The contrast between Mary and Elizabeth and the two women in that abortion clinic inspired Rose to name her investigation the "Mona Lisa Project." ("Mona" is another name for Mary, and "Lisa" for Elizabeth.) Her videos documented Planned Parenthood staffers violating mandatory reporting laws for statutory rape. They were the beginning of Live Action's national investigation program.

Rose throughout her college years juggled investigative work, class schedules, traveling, and interviews but still graduated. Live Action has now conducted seven investigations on Planned Parenthood. Its last investigation, released this spring, featured an actor posing as a pimp. When the actor asked for birth control and abortion services for his underage sex workers, Planned Parenthood staffers helped him instead of reporting him.
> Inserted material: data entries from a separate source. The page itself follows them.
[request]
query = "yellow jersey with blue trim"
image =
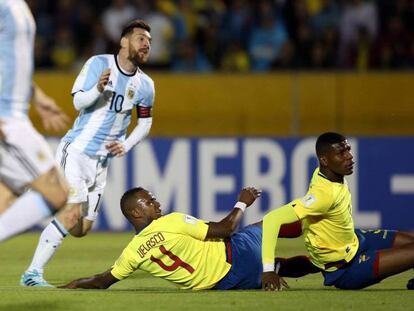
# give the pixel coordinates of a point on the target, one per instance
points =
(173, 247)
(328, 227)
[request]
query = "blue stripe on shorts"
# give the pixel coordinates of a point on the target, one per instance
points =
(246, 270)
(360, 271)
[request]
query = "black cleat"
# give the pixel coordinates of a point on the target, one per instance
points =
(410, 284)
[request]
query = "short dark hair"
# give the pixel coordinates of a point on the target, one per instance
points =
(136, 23)
(325, 140)
(125, 200)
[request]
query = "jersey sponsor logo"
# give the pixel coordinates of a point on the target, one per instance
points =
(308, 200)
(153, 241)
(144, 112)
(190, 220)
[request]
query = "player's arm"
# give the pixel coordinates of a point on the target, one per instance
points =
(229, 224)
(99, 281)
(84, 99)
(271, 226)
(141, 131)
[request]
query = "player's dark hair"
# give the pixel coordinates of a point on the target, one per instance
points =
(136, 23)
(324, 142)
(126, 197)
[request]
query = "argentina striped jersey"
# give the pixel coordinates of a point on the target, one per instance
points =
(107, 119)
(17, 31)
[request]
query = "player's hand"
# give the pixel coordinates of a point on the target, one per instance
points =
(273, 282)
(248, 195)
(52, 116)
(71, 285)
(103, 80)
(116, 148)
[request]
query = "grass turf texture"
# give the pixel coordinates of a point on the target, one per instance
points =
(97, 252)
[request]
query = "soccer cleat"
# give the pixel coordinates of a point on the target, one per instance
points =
(410, 284)
(34, 278)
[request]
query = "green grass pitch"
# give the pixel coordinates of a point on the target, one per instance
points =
(96, 252)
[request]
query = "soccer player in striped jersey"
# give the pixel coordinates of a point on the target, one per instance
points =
(348, 258)
(105, 92)
(189, 252)
(25, 158)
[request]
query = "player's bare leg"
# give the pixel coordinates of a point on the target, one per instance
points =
(82, 227)
(403, 238)
(53, 187)
(7, 197)
(49, 193)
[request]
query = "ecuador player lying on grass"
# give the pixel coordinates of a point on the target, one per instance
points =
(191, 253)
(348, 258)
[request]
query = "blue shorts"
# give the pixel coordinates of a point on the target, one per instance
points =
(362, 270)
(246, 255)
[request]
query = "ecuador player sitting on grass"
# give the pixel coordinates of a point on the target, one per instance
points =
(348, 258)
(191, 253)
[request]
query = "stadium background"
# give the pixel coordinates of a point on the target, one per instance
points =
(243, 88)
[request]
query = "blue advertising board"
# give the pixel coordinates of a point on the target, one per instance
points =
(202, 177)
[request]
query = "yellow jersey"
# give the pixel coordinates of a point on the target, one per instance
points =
(173, 247)
(328, 228)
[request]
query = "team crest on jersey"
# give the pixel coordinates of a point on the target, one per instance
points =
(308, 200)
(363, 258)
(130, 93)
(73, 192)
(41, 156)
(190, 220)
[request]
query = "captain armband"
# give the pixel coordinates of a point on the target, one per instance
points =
(241, 205)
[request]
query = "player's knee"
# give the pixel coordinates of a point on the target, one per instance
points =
(60, 197)
(71, 217)
(79, 234)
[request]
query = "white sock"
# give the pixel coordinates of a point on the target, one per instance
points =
(28, 210)
(49, 242)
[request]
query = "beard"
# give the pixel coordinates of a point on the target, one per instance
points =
(135, 58)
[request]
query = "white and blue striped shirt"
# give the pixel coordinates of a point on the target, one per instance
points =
(17, 31)
(107, 119)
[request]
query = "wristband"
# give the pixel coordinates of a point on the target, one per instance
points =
(241, 205)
But as Rose and her team prepared to release the tapes, Planned Parenthood notified the FBI of some of the pimp's visits. Rose spent the next five weeks living in a Washington, D.C., hotel, working frantically to release the tapes. She slept 12 hours in that first week. Forcing her eyelids open, drinking coffee, and thriving on prayer, Rose prepared each video and participated in interviews with Fox, CNN, and CBS. The investigation received press criticism but also led the New Jersey attorney general to open an investigation into Planned Parenthood.

Planned Parenthood leaders have not threatened to sue Rose since that first investigation-they recognize that this only draws more attention to Live Action's work. But when Live Action's videos pushed Congress to defund Planned Parenthood, the organization prompted thousands of its supporters to petition Congress and say that the videos were "misleading" and "dirty tricks."